Of course, BYD's entry into the trillion-dollar market capitalisation club is due to the capital's bullishness on the development of new energy vehicles in China under the global vision of "double carbon". China's new energy vehicles are not only large in scale, with a comprehensive industry chain, but also dynamic in innovation, and have become an important force in driving and leading the transformation of the global automotive industry. No other market can reflect the undertone and pulse of a country's economic transformation as vividly as the stock market. If in the U.S. capital market, Tesla overturned the traditional fuel car Ford, Amazon defeated Wal-Mart in the retail sector, and more technological companies came to the fore and were pursued by capital has become the faith of investors, then in the Chinese capital market, the story of CATL and BYD as king can be said to be just the prologue.
Remember, when CATL power battery sales overtook Japanese giant Panasonic to become the world's No. 1 supplier of installed electric vehicle capacity, Warren Buffett's "best mate" Charlie Munger said, "If you don't invest in BYD stock now, you'll miss a Jack Welch, plus a Thomas Edison." At present, only a bottle of liquor, a barrel of oil and a few financial companies remain ahead of CATL and BYD, while behind them a number of national technology companies, including SMIC and BOE, are riding the wave. This shows that today the replacement of finance and traditional energy by Chinese technology companies has quietly arrived.

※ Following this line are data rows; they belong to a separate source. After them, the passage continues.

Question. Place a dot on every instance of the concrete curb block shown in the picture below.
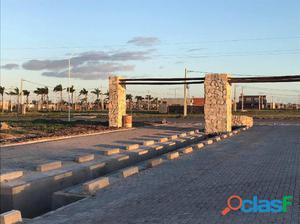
(172, 155)
(155, 162)
(182, 135)
(148, 143)
(208, 142)
(217, 139)
(199, 146)
(163, 140)
(186, 150)
(84, 158)
(49, 166)
(96, 184)
(129, 171)
(11, 217)
(173, 137)
(132, 147)
(109, 152)
(10, 175)
(65, 137)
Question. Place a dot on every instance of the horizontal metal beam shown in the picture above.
(295, 78)
(160, 83)
(164, 79)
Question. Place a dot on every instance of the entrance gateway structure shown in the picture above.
(217, 108)
(217, 93)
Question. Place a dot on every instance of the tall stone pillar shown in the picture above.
(117, 102)
(217, 107)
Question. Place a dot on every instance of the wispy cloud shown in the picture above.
(196, 49)
(144, 41)
(85, 57)
(94, 71)
(10, 66)
(90, 65)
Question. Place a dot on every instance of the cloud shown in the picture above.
(144, 41)
(91, 71)
(10, 66)
(196, 49)
(87, 57)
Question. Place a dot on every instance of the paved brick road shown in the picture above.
(263, 161)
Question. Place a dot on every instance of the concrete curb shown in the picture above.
(63, 138)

Trillion yuan market capitalisation is just a benchmark for the capital market. Despite joining the trillion yuan market capitalisation club, it does not mean that BYD can slacken off from now on. Capital markets are inherently volatile, and "if you don't advance, you'll fall back". In the face of intensifying global competition in technology and industry, BYD still faces new challenges: First, BYD's brand power needs to be enhanced. BYD lacks corresponding high-end products in the price range of over 300,000 RMB. Second, BYD's overseas market share is not high. Without a certain share of the overseas market share, it does not reflect the global nature of a brand and the global competitiveness of a company. Third, the company's gross profit margin is low. From the first quarterly report, BYD's auto business gross margin is lower than Tesla and new car-making forces such as Weilai and Ideal, "increasing revenue but not profit". In addition, BYD product intelligence level also needs to be further improved. Currently, BYD ranks third in market capitalisation among listed car companies worldwide, behind only Tesla and Toyota. If BYD has new breakthroughs in these issues, I believe that BYD's market value is sooner or later to surpass Toyota's advantage of occupying the new energy track slope long snow thick.